The public image of the Anacostia River as a sewage-ridden repository for pollution has tended to overshadow the river’s vast ecological diversity and vibrant life. A boat trip upriver last Saturday was a testament to the astonishing potential for beauty the river holds. After crossing the CSX railway bridge in Northeast that renders the upper river impassable to larger vessels, the Anacostia transforms into an idyllic waterfront as it snakes up through the National Arboretum.
There is a concerted effort underway on the part of the federal and city governments to clean up the Anacostia, but the prospects for a quick recovery are grim. The U.S. Department of Justice and the Environmental Protection Agency filed a joint lawsuit in 2003 against the D.C. city government and its Water and Sewage Authority for violation of the Clean Water Act. A full settlement was reached last year requiring the city’s administration to implement controls to bring the system within regulations, but the implementation of the plan is slated to take at least 20 years.
Mohsi Siddique, the program manager of WASA’s Long Term Control Plan, said that the official cleanup plan will involve fixing and expanding pump stations to ensure that the combined sewage overflows that currently enter the river directly reach the treatment plant at Blue Plains, as well as sinking 20-to-25-foot-diameter tunnels into the river bed to store overflow until the plant can handle it.
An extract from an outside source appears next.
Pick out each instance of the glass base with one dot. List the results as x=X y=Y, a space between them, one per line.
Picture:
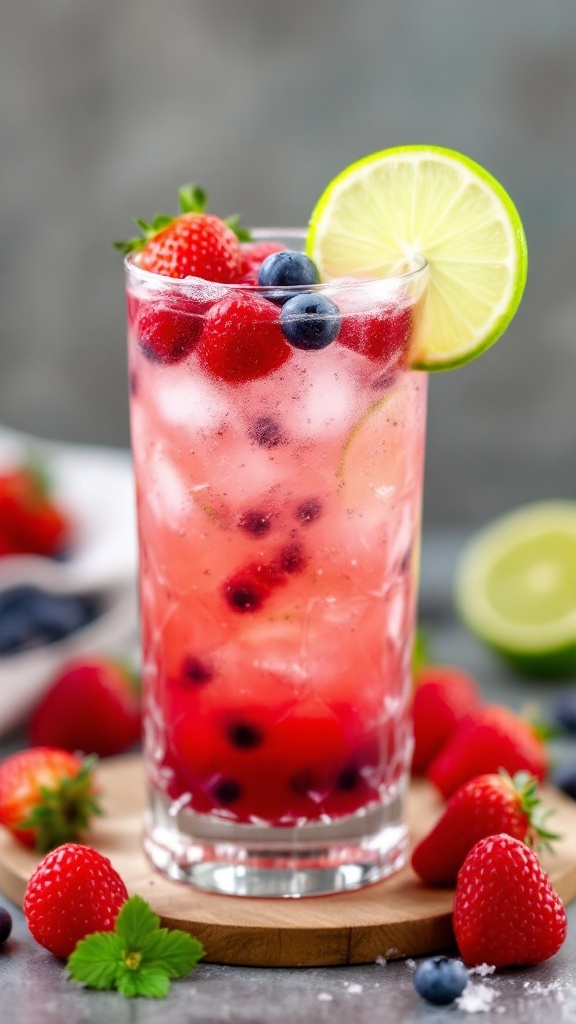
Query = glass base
x=314 y=859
The plan is estimated to cost $1.9 billion over 20 years.
“We know how to do it,” Earth Conservation Corps Anacostia Riverkeeper Brian Van Wye said. “But the question is, is there the money and political will there to make it happen?” The ECC is a non-profit environmental advocacy group on the river seeking to raise community awareness of the Anacostia’s problems.
Siddique said that the archaic system of sewage tunnels, constructed in the early 19th century to funnel waste east of the city along the natural streams that run down into the Anacostia, would be impossible to replace without tearing apart the city. The current plan alone was originially slated to take 40 years before the lawsuit and cost billions of dollars.
Thanks to lobbying by Mayor Anthony Williams and Congresswoman Eleanor Holmes Norton, the federal government has pledged $85 million towards the cleanup, WASA Public Affairs Director Michelle Quander-Collins said. The bulk of the cost, though, will be borne by local taxpayers in their water bills, which will increase by four to 10 percent.
“We hope that the federal government will continue to help fund the project,” Siddique said.
The prohibitive expense has also slowed the cleanup efforts, as the many involved bureaucracies point fingers at each other in hopes of defraying the cost.
“I think it’s political red tape, it’s getting Maryland and Virginia to help pay for it,” Glen O’Gilvie, president and CEO of the ECC, said.
O’Gilvie considers increasing awareness of and involvement with the cleanup effort in the local community in Southeast to be key to the plan’s success.
“It’s a change of culture, educating young people in schools and other venues who then educate their parents,” he said. “We challenge school teachers to incorporate the environment into their curriculum and incorporate the environment into their churches.”
Hope remains for the river, as the ECC continues to raise awareness of the Anacostia’s potential. According to O’Gilvie, there were only three species of fish present in the 1940s; today there are 76. The ECC’s educational efforts have surged forwards as well.
“We’re chipping away at it at about 5,000 people a year,” O’Gilvie said.